Catalonia’s separatist government is to hold a summit on Friday to prepare an independence referendum it plans to stage in September, despite fierce opposition from Spain’s central government.
The goal of the evening meeting, which is to bring together representatives of Catalan unions, separatist parties and businesses, is to draw up a “national pact” for the vote in the wealthy northeastern region.
Catalan President Carles Puigdemont is seeking to rally independence supporters following recent divisions amongst separatist parties, which won a majority in the regional assembly for the first time in September last year.
“We have to stand together and we can’t mistake who our adversary is,” Marta Pascal, general coordinator of Puigdemont’s PDC party, told reporters.
The meeting comes amid a thaw in relations between Catalonia and the Spanish government.
Spanish Prime Minister Mariano Rajoy’s Popular Party government has been more open to dialogue with Catalan separatists since it was sworn in for a second term last month.
He has assigned the task of handling the Catalonia issue to Spanish Deputy Prime Minister Soraya Saenz de Santamaria, who has set up an office in Barcelona, the Catalan capital, which she visits almost weekly.
“There has been a change in strategy on the part of the government to try to correct the separatist drift and reduce tensions,” the ABC daily wrote in an editorial on Friday.
Santamaria has offered to negotiate with a list of economic and social demands made by Puigdemont, but has refused to discuss the planned independence referendum, which her government deems illegal.
She has also acknowledged that her party made mistakes in its campaign against a 2006 statute that granted increased powers to Catalonia.
The Spanish Constitutional Court in 2010 struck down several articles of the statute, despite the fact that it had been approved by Catalans in a referendum as well as by the Spanish parliament.
Her comments sparked a harsh response from the more conservative wing of the Popular Party.
“The government has arrived late at dialogue, they have to hurry up and produce facts and not just words or else this will lead nowhere,” said Miquel Iceta, head of the Socialists’ Catalan faction.
While the government has taken a less rigid stance on Catalonia, it has used the courts to block all steps taken by the Catalan government toward independence.
It has also taken legal action against Catalan politicians who have pursued independence.
Puigdemont’s predecessor, Artur Mas, is to stand trial in February for serious disobedience over his role in staging a symbolic independence referendum in 2014, despite it having been suspended by the Constitutional Court.

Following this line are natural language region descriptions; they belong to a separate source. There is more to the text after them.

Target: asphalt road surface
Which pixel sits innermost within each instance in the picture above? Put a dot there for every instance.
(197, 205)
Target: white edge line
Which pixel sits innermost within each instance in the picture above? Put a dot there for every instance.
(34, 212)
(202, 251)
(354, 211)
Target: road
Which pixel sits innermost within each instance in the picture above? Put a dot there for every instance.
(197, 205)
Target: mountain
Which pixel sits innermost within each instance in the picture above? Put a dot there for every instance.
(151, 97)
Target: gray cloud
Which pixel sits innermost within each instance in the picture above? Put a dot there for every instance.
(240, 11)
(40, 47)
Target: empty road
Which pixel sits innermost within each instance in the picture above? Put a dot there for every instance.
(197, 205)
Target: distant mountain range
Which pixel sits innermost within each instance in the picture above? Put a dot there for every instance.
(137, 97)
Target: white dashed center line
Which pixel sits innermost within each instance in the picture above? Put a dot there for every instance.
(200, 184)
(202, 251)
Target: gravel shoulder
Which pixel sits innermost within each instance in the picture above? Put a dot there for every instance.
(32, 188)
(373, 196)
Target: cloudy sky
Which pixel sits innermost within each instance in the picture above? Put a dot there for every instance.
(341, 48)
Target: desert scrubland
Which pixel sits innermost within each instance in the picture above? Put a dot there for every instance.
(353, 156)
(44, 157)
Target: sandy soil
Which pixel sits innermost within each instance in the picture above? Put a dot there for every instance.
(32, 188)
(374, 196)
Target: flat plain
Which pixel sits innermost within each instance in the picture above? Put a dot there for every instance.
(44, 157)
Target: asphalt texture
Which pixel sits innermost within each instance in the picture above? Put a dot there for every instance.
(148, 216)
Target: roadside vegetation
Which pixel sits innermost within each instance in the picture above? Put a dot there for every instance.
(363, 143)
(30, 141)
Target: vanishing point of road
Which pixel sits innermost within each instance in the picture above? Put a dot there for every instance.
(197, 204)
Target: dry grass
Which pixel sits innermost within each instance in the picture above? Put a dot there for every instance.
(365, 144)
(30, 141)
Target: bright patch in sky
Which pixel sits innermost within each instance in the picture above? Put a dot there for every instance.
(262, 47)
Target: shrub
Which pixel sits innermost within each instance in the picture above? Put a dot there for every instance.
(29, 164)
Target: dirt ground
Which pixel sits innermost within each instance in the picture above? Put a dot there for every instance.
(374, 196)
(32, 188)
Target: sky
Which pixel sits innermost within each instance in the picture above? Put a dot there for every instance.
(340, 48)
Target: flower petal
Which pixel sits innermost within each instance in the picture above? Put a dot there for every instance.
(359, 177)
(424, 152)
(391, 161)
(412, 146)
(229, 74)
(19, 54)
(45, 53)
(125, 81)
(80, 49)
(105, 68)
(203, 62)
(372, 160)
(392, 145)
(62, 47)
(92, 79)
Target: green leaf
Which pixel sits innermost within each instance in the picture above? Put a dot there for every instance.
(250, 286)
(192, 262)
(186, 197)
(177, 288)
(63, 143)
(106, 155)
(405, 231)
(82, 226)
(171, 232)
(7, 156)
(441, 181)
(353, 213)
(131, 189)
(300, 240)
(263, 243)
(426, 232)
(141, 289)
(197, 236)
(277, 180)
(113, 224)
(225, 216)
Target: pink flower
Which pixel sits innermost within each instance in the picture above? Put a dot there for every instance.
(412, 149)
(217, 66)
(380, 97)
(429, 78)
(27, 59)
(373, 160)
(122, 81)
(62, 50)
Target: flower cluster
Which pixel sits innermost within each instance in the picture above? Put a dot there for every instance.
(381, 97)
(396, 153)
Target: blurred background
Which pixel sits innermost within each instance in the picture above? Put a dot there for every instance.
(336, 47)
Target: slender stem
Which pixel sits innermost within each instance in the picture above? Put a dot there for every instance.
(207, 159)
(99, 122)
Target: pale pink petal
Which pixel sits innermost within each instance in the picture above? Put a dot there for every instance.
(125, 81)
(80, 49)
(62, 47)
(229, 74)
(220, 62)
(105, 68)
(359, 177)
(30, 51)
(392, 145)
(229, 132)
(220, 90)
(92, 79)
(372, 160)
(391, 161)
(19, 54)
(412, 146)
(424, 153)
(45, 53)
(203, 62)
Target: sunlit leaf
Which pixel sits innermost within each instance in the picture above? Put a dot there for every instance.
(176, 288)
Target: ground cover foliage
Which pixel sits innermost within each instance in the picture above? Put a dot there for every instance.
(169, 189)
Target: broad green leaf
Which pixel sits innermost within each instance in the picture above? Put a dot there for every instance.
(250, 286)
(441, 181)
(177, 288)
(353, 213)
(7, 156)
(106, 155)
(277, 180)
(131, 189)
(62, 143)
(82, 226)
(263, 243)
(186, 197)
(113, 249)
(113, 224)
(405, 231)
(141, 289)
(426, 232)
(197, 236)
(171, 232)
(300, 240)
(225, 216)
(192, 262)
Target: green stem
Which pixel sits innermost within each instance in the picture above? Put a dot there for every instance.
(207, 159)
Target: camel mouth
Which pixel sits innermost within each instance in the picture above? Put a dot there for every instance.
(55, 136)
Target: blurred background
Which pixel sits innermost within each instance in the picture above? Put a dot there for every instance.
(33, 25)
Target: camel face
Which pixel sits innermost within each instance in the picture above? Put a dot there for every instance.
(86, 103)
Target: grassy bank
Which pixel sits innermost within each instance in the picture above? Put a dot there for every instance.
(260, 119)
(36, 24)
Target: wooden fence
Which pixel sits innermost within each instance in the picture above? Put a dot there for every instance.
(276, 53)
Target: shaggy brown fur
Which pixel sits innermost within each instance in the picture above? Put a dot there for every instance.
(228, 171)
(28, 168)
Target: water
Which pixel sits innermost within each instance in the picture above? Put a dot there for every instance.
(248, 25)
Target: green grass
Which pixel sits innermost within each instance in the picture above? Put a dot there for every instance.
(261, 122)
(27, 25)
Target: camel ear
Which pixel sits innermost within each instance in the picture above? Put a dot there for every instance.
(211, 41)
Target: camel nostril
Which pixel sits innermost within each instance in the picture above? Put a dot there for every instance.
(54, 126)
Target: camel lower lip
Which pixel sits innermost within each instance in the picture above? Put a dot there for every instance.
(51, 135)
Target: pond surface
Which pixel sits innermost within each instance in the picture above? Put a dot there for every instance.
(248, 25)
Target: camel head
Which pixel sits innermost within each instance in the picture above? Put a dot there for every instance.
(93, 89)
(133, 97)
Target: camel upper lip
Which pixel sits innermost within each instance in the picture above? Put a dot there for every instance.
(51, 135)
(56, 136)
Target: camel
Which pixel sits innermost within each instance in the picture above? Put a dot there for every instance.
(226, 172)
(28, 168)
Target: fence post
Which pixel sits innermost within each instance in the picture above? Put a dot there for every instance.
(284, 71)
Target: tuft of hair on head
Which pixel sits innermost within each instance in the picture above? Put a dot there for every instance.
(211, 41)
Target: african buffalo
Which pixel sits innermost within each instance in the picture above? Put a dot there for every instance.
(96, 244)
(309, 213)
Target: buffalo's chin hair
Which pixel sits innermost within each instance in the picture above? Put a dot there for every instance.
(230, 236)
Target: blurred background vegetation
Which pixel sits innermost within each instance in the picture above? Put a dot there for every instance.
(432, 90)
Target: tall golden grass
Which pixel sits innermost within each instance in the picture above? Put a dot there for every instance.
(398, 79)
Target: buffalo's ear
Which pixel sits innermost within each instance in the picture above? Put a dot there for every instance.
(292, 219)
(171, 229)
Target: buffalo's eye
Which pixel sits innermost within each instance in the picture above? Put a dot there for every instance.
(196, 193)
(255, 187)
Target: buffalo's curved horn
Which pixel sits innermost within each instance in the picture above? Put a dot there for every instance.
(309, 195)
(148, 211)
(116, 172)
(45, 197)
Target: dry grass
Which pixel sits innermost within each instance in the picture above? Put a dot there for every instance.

“It is hard to believe that there is a will to talk when at the same time we have these legal cases,” Pascal said.
The Catalan government wants to win approval from the central government to hold an independence referendum.
It cites Britain’s approval of the referendum held in Scotland in 2014 which resulted in a “no” vote as an example.
However, Pascal said Catalonia will go ahead with the vote even without the green light from Madrid “with our own resources.”
According to Spanish law, regional governments cannot organise a referendum, only the central government can.